Sânzieni (Kézdiszentlélek, Hungarian pronunciation: ) is a commune in Covasna County, Transylvania, Romania composed of four villages: Cașinu Mic (Kiskászon), Petriceni (Kézdikővár), Sânzieni, and Valea Seacă (Kézdiszárazpatak).

== Geography ==
The commune is situated in the eastern foothills of the Bodoc Mountains, at an altitude of 588 m, on the banks of the river Cașin. It is located in the northern part of Covasna County, 5 km north of the city of Târgu Secuiesc and 41 km northeast of the county seat, Sfântu Gheorghe, on the border with Harghita County. It is crossed by national road DN11B, which connects Târgu Secuiesc to Cozmeni, Harghita County.

== History ==
Sânzieni formed part of the Székely Land region of the historical Transylvania province. Until 1918, the village belonged to the Háromszék County of the Kingdom of Hungary. In the immediate aftermath of World War I, following the declaration of the Union of Transylvania with Romania, the area passed under Romanian administration during the Hungarian–Romanian War of 1918–1919. By the terms of the Treaty of Trianon of 1920, it became part of the Kingdom of Romania.

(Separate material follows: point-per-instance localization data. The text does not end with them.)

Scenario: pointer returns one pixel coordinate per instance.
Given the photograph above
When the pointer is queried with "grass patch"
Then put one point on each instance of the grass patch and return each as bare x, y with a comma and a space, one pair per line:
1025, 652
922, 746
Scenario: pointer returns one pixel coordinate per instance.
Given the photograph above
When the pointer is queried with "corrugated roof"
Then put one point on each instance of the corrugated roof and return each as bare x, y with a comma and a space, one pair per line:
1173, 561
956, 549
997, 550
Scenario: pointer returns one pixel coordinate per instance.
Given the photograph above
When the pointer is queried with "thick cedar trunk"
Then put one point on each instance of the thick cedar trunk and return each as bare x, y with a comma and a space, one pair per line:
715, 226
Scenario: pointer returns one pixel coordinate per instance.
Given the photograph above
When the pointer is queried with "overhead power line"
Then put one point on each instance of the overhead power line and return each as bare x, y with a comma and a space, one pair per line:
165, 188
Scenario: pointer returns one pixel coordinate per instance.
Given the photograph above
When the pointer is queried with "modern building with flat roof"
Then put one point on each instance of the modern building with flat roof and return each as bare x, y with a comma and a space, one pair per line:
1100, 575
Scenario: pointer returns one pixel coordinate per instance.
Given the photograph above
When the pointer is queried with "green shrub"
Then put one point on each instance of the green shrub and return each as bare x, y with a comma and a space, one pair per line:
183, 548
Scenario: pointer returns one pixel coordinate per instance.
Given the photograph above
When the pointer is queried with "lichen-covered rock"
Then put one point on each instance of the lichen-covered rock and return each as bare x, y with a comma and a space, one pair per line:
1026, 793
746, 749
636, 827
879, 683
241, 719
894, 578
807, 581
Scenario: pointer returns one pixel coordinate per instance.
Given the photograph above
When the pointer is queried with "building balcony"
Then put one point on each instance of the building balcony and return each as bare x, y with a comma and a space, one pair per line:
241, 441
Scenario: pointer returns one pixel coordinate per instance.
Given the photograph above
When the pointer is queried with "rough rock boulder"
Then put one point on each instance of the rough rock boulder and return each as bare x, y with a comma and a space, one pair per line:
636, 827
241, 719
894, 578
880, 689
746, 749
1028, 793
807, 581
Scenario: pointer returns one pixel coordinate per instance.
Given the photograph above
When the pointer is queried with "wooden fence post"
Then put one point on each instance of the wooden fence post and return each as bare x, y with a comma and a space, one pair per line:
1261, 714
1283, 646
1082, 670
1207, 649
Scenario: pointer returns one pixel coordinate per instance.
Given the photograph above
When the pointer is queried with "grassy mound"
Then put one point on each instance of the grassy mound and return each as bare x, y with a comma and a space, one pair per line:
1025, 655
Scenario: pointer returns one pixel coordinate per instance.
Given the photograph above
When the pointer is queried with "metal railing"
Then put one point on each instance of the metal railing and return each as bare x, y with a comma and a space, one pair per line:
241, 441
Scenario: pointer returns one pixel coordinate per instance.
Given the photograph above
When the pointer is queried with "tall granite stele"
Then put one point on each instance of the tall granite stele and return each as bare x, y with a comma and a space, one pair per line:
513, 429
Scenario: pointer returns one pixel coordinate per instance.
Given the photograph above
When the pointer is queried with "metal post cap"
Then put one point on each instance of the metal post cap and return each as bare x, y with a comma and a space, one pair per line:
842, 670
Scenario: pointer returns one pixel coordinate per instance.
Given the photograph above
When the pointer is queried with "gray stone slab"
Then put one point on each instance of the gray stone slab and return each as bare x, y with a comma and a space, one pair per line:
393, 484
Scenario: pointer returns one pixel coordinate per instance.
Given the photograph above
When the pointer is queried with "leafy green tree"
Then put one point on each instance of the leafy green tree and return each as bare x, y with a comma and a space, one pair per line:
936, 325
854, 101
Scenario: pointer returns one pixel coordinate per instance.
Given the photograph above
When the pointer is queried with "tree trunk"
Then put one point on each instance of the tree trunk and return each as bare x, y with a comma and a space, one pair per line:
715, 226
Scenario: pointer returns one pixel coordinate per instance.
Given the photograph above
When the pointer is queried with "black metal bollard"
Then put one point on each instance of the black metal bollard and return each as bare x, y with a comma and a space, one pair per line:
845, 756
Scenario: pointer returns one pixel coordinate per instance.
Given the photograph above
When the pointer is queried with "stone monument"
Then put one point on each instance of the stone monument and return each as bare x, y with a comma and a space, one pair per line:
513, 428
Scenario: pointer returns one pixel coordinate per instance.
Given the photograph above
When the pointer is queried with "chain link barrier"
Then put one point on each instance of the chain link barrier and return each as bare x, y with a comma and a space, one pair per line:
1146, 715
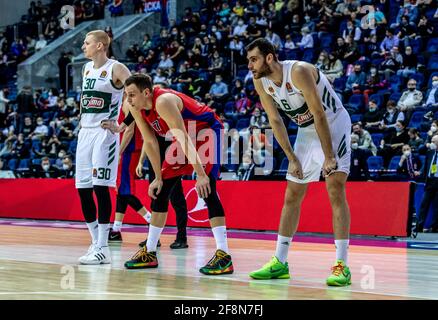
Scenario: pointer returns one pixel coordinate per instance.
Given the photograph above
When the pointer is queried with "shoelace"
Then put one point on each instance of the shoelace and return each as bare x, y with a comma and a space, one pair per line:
214, 260
142, 254
338, 269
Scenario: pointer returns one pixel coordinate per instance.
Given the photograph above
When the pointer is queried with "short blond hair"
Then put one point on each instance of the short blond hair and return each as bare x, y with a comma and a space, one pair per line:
100, 36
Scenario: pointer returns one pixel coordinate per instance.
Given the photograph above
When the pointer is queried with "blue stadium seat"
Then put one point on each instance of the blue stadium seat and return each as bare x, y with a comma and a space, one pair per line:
379, 99
24, 164
356, 118
375, 163
393, 164
416, 119
242, 124
432, 45
356, 102
12, 164
292, 139
377, 137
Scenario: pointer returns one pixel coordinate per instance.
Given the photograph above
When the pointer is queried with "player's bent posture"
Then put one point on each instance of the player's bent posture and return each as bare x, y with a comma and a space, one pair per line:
323, 142
98, 149
168, 112
130, 150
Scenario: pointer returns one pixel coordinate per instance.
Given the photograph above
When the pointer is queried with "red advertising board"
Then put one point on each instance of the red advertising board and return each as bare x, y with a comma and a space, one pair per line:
377, 208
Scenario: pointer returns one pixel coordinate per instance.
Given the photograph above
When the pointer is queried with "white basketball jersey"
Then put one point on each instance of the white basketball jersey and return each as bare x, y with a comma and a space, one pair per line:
100, 99
289, 99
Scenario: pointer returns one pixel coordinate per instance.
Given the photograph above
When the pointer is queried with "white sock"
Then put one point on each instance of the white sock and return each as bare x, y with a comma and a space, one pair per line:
117, 226
153, 237
102, 241
282, 249
220, 236
342, 250
92, 228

In 1925, the commune fell within Plasa Târgu Secuiesc of Trei Scaune County. In August 1940, under the auspices of Nazi Germany, which imposed the Second Vienna Award, Hungary retook the territory of Northern Transylvania (which included Sânzieni) from Romania. Towards the end of World War II, however, the commune was taken back from Hungarian and German troops by Romanian and Soviet forces in September 1944. In 1950, after Communist Romania was established, Sânzieni became part of the Târgu Secuiesc Raion of Stalin Region. From 1952 and 1960, it was part of the Magyar Autonomous Region, and between 1960 and 1968 it reverted to Brașov Region. In 1968, when Romania was reorganized based on counties rather than regions, Sânzieni became part of Covasna County.

==Demographics==

The commune has an absolute Székely Hungarian majority. According to the 2011 census, it had a population of 4,582, of which 98.04% were Hungarians. At the 2021 census, Sânzieni had 4,408 inhabitants; of those, 92.42% were Hungarians and 3.61% Roma.

==International relations==

Sânzieni is twinned with Újbuda, Budapest, Hungary.